Chi ha risposto al questionario (65% donne e 35% uomini) ha un’età compresa: al 7% < ai 35 anni, al 64% tra i 35 e i 54 anni, al 29% tra i 55 e i 64 anni. Le risposte provengono ripartite equamente tra Nord ovest, Nord est, Centro, Sud e isole da un 45 % con laurea, un 52% con diploma e un 3% con licenza media.
Nel 94% si tratta di lavoratrici/lavoratori dipendenti (66% del settore privato e 34% del pubblico) a tempo indeterminato, dei quali il 73% impiegati, il 20% quadri, il 2% dirigente.
L’82% ha cominciato a lavorare da casa con l’emergenza, il 31,5% avrebbe desiderato farlo anche prima.

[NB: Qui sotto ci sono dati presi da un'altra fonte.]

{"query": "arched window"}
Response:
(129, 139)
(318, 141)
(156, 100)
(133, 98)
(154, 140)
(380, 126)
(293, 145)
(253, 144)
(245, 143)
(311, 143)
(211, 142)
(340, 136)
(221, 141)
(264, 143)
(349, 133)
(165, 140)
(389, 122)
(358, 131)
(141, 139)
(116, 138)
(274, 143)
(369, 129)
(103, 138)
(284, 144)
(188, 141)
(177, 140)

Nel 37% dei casi è stato attivato in modo concordato con il datore di lavoro, nel 36% in modo unilaterale dal datore di lavoro e nel 27% in modo negoziato. Data la situazione non c’è sempre stato tempo per una preparazione esaustiva, ma le competenze erano già presenti a circa il 70% per gli aspetti tecnologici, meno per le relazioni e la comunicazione con colleghi e responsabili. Solo il 31% ha in casa una stanza dedicata e il 19 ha praticato “nomadismo” casalingo.
Diffuso il possesso del PC fornito dall’azienda o personale o in condivisione con altri in famiglia (soprattutto per le donne). Meno diffusi tablet e stampanti.
Ribadendo che la situazione di emergenza, nella maggior parte dei casi, ha comportato il mero trasferimento a casa dell’attività svolta ufficio (nel 45% dei casi il lavoro è percepito come non cambiato, nel 32% cambiato parzialmente e cambiato solo nel 23%), la nuova modalità è risultata più stimolante per gli uomini, meno per le donne (difficoltà nel distinguere tra tempi di vita e di lavoro). Quasi unanime la valutazione positiva sul risparmio di tempo nel pendolarismo casa – lavoro: il 94 per cento risponde di avere beneficiato di questo tempo liberato.
Complessivamente il 60% degli intervistati vorrebbe proseguire l’esperienza anche dopo l’emergenza, il 22% no, il resto è indeciso, ma è altrettanto unanime la convinzione che lo Smart Working consenta maggiore flessibilità nel lavoro, renda efficace il lavoro per obiettivi, permetta il bilanciamento del tempo di lavoro, di cura e libero e di stare al passo con i cambiamenti in atto.